Odsyłam na: Ags Portfolio

Kariś.
Mosquito-Band.


14 października 2010

frajers.

A: Ten z liceum, jak on ma na imię? Jakieś takie stare imię, nie Waldek...
J: ZBYSZEK!
A: Julka nie śmiej się jak gremlin.
J: HEHEHEHEHEHEHE.!
A: Zamknij się Yoda.

* * *

A: Julson, to co robimy z okazji pomalowania pół ściany?
J: Zajaramy sheeshę!
A&J: HEHEHEEEHHEHEHE.  

* * *

J: Gdy dotykam Cię tam...
A: Gdzie tam?! oO


Mosquito Band.

12 października 2010

Śinka.

Starocie naprawdę, ponieważ mają około 2-3 lat.
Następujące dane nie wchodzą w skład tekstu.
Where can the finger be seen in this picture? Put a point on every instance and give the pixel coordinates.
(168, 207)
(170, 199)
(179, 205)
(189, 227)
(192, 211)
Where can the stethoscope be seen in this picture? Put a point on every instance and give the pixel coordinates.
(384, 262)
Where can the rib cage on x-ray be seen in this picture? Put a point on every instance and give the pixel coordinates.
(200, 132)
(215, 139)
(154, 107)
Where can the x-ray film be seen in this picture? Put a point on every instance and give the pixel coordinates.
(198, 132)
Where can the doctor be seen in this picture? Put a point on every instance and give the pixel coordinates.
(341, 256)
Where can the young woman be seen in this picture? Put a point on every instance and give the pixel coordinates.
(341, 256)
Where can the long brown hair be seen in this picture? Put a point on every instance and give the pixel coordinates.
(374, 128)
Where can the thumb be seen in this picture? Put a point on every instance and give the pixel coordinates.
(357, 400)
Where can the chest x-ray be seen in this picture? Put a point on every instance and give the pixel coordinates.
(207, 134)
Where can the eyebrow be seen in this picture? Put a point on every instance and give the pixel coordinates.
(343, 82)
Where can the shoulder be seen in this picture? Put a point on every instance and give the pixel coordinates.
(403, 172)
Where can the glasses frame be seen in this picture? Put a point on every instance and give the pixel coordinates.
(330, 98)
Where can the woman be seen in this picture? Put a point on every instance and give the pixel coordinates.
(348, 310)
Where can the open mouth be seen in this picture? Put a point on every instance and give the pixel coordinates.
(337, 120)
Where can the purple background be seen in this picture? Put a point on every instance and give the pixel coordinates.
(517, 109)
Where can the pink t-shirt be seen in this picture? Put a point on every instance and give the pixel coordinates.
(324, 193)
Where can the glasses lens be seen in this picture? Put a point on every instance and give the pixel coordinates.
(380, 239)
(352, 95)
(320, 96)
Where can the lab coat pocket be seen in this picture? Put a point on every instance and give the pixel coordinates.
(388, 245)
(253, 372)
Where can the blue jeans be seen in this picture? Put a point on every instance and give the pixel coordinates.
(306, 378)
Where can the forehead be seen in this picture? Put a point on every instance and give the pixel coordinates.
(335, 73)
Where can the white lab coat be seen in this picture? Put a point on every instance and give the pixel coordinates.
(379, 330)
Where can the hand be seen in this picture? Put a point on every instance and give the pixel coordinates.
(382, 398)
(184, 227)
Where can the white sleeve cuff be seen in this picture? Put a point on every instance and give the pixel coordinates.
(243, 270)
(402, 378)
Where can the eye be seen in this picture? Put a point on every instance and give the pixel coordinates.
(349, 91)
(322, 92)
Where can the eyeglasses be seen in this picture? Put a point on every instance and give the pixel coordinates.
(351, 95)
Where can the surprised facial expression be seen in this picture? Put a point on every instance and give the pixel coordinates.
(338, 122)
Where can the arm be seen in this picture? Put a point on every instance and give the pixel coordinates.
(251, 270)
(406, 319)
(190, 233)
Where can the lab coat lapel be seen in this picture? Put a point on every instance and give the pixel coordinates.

Malinosia: Amela, wiesz co znaczy po niemiecku "spiele"(czyt.szpile)?
Melson: Szpile to ci w dupę wbiję!

* * *

Julson: On powiedział ciasto?
Malinosia: Karmel?
Julson: CZEKOLAAAADA!

Chwila przerwy.

Malinosia: Zabdos?
Julson: Moltres!

Potem zaczęłyśmy uciekać, gdy się na nas spojrzała.
Nie byle jak uciekałyśmy:
W stronę łąk obładowane torbą ziemniaków i plecakami wypchanymi papierami.

* * *

Lekcja religii. Pani oddaje kartkówki.
Kartkówka Alusia: "Wierzę w jeden kościół powszechny i apostolski sakrament..."

* * *

Wdż.

Kinga: Będziesz miała dziecko w wieku 12 lat to jak je utrzymasz?
Kariś: Normalnie... Na rękach.

* * *

Linijek: Kup...ku*wa mać!
...no tak, zapomniałem, że Paula ma telefon przez który można gadać tylko 2 sec.
(znowu dzwoni.)
Linijka: Kup majonez i...
...i no ku*wa mać!
Co ja się będę męczył, esa jej napisze. :)
* * *

Julson: Czuję się jak w pieluszce.
Kariś: A ja jakbym była PAMPERSMAN!

* * *

"ZWIERZĘ TO NIE RZECZ!"

Julson: Tak? A myślałam, że to parówka.

* * *

Kariś: Rozwalają szkołę!
Julson: Eksmisja!
Kariś: Chyba SEKSmisja!

* * *

Pan: Jeśli zobaczycie bezdomnego psa to powiadomcie dyrektora szkoły lub wychowawcę.
Kinga: No tak, bo mój wychowawca nie ma co robić, tylko ganiać za dzikimi psami.

* * *

 Kariś: Ej!
Julson: Co?!
Kariś: Uderzyłaś mojego pączka!
Julson: Oj sorry.

* * *

Julson: Dzień dobry, co będziemy dzisiaj robić?
Pani: Dowiecie się na przerwie.
* * *

K: Ej, co ty jeszcze śpisz?
J: No.
K : Wstawaj, miałyśmy iść na Gro!
J: Daj mi spać. Ee, o kurde.
K: Co znowu?
J: Mam wielką szynę!
K: Co?
J: No mam wielką szynę na łóżku!
K: Omg, Julka idź spać!

* * *
K: O fu! To już szczyt!
J: Co to jest? 
K: Jakaś zaschnięta mela!

Reszta się dopisze, kiedy indziej.


Mosquito Band.

5 października 2010

O C B ?

J: Agaś wskakuj na latający dywan! Różowe słonie nas atakują!

J: Co tam miało byc?
A: Czekaj myśle.

A: Julson, chcesz chipsa?
J: A dobre?
A: No...
Po chwili.
J: Smakują jak kocie chrupki!

Odpał agasia.

A: Umiem robic zupe... Z torebki.

* * * 

A: Mamo! Julka zrobi mi metalowy omlet z ołowiu!

* * *

A: Julka mnie odprowadza na odrzutowych trampkach.

* * *

M: A herbatka?
A: Haba ha!

* * *

A: Kiedy ja tak niby powiedziałam.
J: Zaraz ci dam.

* * *

W: Co wynika z tego obrazka?
M: Że jest ciepło i że jest trolejbus.

Mosquito Band.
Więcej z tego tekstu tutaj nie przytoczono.